How cultural institutions can tackle sustainability
Is there a responsibility for cultural institutions to not just reflect the past, but contemplate the future as well? National Gallery Victoria curator Ewan McEoin talks to CR about the museum’s latest show on sustainability and why they want to invest in designers
When talking about broad yet critical topics such as sustainability and climate change, it’s easy to assume that the brands and companies tasked with making a difference are those who create products or supply services. While the creative industries can have an impact in these areas, some believe it’s also the responsibility of our cultural institutions, galleries and museums to step up and help educate, inspire and shape the future.
“I think over time, there’s been this idea that institutions should look backwards, and record what has happened,” says Ewan McEoin, senior curator of contemporary design at National Gallery Victoria in Melbourne, Australia. “I just really don’t agree with that. We’re extremely engaged in participating and shaping what can happen. We’re a fairly major gallery in Australia in terms of scale, size and audience numbers. So we have to step up and lead by example.”
One way the NGV is doing this is through its current show Sampling the Future, which opened last Friday, after another national lockdown postponed its original August launch. “Sampling the Future is an exhibition mainly about designers fundamentally grappling with their role in shaping aspects of the future,” explains McEoin.
On display are new works by leading experimental and speculative designers whose practices bridge the worlds of design, technology, science and philosophy to reimagine how and why objects, materials and structures are designed and made.
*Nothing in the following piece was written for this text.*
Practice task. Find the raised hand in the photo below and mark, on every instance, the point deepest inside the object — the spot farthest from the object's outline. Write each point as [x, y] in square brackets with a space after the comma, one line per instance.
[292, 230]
The NGV has commissioned and invested in these works and they form part of the institution’s ongoing commitment to helping designers and artists critically investigate the status quo in design. “We’re at this pivotal moment where I think a lot of designers are questioning the material ecology, the labour ecology, and the environmental consequences of design as it stands, and then searching for ways that they can be more experimental and engaging with solutions,” says McEoin.